Last week came the nomination hearing of former senator Bill Nelson as NASA’s new administrator. As I had expected, based on all reports the hearing was a lovefest, with almost all questions friendly and enthusiastic. This is generally what happens when a Democrat gets nominated, as the Democrats have no reason to oppose the nominee and the Republicans generally don’t play “we oppose all Democrats, no matter what.” It also always happens when the nominee is a former member of that exclusive senatorial club, as Bill Nelson was.
The first news reports also mentioned that Nelson seemed surprisingly enthusiastic towards commercial space, given his past hostility towards it. This report by Mark Whittington today at The Hill provides a much deeper look, and notes that, as his report’s headline states, Nelson is now “a born-again” believer in the idea of capitalism in space, with NASA now merely being the customer. This is a major change from his position when he was a senator, when he tried repeatedly to strangle commercial space and give its money to SLS.

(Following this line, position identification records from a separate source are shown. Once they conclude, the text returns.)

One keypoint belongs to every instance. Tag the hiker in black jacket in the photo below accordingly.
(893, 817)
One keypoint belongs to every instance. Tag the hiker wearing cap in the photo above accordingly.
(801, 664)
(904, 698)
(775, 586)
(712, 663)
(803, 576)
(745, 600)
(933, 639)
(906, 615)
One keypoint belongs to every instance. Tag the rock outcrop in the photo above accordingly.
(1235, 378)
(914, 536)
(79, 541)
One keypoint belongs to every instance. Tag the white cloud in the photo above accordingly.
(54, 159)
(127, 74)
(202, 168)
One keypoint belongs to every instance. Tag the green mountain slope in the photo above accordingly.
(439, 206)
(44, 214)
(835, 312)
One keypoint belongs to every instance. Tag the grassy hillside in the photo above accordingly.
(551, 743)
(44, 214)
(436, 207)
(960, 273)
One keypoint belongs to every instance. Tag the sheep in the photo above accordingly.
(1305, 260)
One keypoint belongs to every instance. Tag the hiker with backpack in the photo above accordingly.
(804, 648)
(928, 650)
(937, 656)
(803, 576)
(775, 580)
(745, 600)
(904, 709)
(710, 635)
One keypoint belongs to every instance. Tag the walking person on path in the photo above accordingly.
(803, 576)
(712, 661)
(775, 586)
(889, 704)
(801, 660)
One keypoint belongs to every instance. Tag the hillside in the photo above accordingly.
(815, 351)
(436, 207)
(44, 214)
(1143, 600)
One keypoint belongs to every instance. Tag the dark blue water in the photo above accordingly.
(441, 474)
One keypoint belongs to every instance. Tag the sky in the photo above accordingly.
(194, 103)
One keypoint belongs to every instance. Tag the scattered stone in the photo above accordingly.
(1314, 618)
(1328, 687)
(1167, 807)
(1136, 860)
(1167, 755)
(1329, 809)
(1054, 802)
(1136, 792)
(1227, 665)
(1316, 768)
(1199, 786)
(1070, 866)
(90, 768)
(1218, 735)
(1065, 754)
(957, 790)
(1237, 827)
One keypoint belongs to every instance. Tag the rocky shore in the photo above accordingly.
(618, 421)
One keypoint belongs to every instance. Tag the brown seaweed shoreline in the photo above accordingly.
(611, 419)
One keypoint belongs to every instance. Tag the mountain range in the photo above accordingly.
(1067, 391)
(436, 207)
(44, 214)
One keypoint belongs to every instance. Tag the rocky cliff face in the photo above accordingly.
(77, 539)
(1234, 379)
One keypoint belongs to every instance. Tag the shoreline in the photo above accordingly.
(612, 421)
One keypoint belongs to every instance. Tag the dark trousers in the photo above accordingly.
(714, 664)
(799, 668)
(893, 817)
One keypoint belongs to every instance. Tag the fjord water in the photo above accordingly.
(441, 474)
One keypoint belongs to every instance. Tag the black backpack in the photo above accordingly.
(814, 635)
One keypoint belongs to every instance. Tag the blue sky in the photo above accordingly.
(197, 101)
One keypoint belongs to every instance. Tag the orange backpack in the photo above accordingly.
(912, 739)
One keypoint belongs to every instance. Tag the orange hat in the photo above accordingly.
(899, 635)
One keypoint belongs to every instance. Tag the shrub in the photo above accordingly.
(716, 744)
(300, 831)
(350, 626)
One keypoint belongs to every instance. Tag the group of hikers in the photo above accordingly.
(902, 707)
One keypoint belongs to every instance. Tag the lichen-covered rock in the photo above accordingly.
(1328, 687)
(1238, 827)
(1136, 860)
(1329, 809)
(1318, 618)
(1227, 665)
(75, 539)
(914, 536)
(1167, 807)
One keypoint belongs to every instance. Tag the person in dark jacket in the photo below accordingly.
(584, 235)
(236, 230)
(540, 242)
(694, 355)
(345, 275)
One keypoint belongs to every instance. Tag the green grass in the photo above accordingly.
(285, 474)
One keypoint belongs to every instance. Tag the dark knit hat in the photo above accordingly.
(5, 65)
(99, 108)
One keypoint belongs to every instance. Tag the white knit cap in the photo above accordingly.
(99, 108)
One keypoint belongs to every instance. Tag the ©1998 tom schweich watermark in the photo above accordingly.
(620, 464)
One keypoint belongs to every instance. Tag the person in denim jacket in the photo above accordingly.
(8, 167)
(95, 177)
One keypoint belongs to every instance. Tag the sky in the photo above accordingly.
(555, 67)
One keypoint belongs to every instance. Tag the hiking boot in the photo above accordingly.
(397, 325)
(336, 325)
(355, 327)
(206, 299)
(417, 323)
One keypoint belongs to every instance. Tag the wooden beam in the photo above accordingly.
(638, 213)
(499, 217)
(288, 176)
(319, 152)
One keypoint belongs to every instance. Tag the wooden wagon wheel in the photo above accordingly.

Nelson also announced that he was totally committed to continuing the Artemis program and timetable as laid out by the Trump administration:
Nelson … expressed support for the idea of landing on the moon by 2024, on Mars by the 2030s, the Artemis Accords, the National Space Council and NASA’s Earth science programs to help fight climate change. He even expressed concern about China’s drive for space dominance.
Indeed, the one overriding message that Nelson sought to impart was that his tenure as NASA administrator would be one of continuity with the previous regime. He would not propose any drastic changes in policy but would rather seek to continue those enacted by the previous administration. In past changes of presidencies, NASA has suffered whiplash with abrupt changes in the direction of its human spaceflight program.
Why has Nelson changed so thoroughly? And why is the Democratic Biden administration going along as well, given the Democrats lockstep opposition to all things Trump for the past four years as well as their routine hostility to private enterprise? This paragraph by Whittington says it all:
Part of what must have changed Nelson’s mind is the fact that SpaceX is now providing assured American access to space. Not coincidentally, SpaceX is launching the Crew Dragon from the Kennedy Space Center in Nelson’s own state of Florida, providing lots of jobs and money. Nothing changes minds as thoroughly as success. [emphasis mine]
Private enterprise and competition, based on profit, will always out do anything a state-run centralized program tries to accomplish. We have seen this fact well demonstrated in the past decade. Nelson — and the Democrats — are now board, at least when it comes to launching things into space. Because of this buy-in the coming decade for the exploration of space will likely be a spectacularly wonderful thing.
If only these Democrats could recognize that this fact also applies to Earth. If they did, they might finally get out of the way of all Americans, allowing everyone to once again pursue their own happiness, based on freedom and liberty.